Over the last decade, X-ray computed tomography (CT) has been used increasingly to characterise the microscale architecture of soils. As a result significant progress has been made in the acquisition ...and interpretation of X-ray CT data, as well as in the thresholding of 3D greyscale CT images in order to produce binary (black and white) ones. Nevertheless, sizeable uncertainties persist, in particular concerning optimal instrumental settings used to generate the greyscale images. In this context, the key aim of this study is to investigate in detail the effect of scanning resolution and reconstruction settings such as noise reduction and 32-bit to 8-bit mapping interval on the 3D X-ray CT imaging of soil structure and the impact on the performance of thresholding methods. To assess the quality of the X-ray CT greyscale images, measures of contrast, noise and sharpness are proposed and tested on a series of images of five different soil samples. At the same time, performance of four segmentation algorithms, i.e., three methods recently developed to deal specifically with soil samples and Otsu's method as a benchmark, was evaluated using functional measures of 3D binary images, including Minkowski functionals and surface pore connected fraction.

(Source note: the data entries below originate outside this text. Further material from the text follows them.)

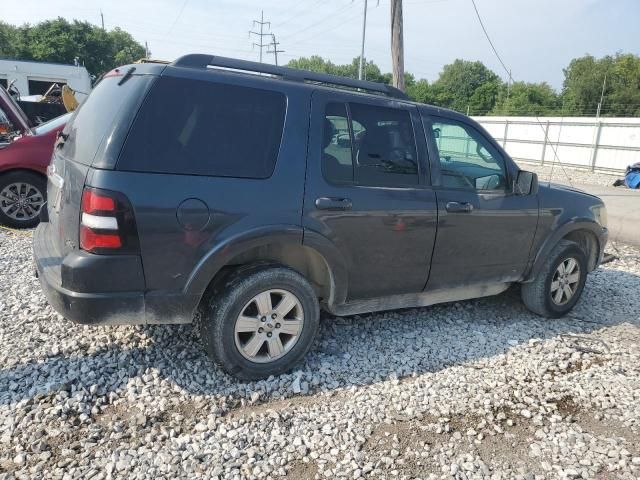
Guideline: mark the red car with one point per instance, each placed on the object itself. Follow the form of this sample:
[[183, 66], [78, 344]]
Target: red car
[[25, 153]]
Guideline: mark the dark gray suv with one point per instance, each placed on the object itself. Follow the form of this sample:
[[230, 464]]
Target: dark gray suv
[[255, 195]]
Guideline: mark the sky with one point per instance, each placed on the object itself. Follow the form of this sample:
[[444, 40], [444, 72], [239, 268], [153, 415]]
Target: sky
[[536, 39]]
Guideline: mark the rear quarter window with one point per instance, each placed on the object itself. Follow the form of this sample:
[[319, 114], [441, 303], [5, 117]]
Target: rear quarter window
[[196, 127], [110, 103]]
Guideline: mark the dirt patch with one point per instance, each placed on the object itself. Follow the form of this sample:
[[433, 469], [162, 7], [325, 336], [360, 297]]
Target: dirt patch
[[280, 405], [567, 406], [120, 412], [510, 448], [609, 428], [7, 467], [302, 471]]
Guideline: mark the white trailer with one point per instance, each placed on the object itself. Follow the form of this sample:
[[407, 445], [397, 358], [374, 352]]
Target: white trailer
[[34, 78]]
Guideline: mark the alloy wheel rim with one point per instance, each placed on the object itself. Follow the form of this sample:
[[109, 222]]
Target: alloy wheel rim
[[565, 281], [21, 201], [269, 326]]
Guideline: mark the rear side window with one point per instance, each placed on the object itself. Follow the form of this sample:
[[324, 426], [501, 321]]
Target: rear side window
[[368, 145], [96, 116], [195, 127]]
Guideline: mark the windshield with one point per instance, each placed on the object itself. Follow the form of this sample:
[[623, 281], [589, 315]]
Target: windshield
[[51, 124]]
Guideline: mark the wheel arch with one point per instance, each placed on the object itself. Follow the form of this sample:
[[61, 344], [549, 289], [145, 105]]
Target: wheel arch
[[317, 260], [586, 233], [23, 169]]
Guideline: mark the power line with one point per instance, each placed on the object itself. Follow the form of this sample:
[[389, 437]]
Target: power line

Results of these analyses suggest that the acquisition and reconstruction parameters investigated significantly affect the quality of soil images, and the subsequent thresholding process. In particular, it was found that thresholding by any of the four methods is greatly affected by the quality of image sharpness, which for soil images appears to be mainly controlled by the scanning resolution. As a result, it is concluded that no matter what reconstruction resolution is required in a study, in order to allow an accurate identification of the pore space, the sample should always be scanned at the highest resolution permitted by the scanning instrument and the sample size. Results also suggest that the three segmentation methods recently developed for soil images thresholding are robust to different levels of noise as well as the choice of the 32-bit mapping interval, as long as lower and upper interval limits for mapping are chosen within suitable boundaries.
•Acquisition and reconstruction settings on soil image quality are evaluated.•Quantitative measures for image quality are refined and tested on soil images.•Three segmentation methods developed specifically for soil images are tested.•Recommendations on X-ray CT acquisition and reconstruction settings are provided.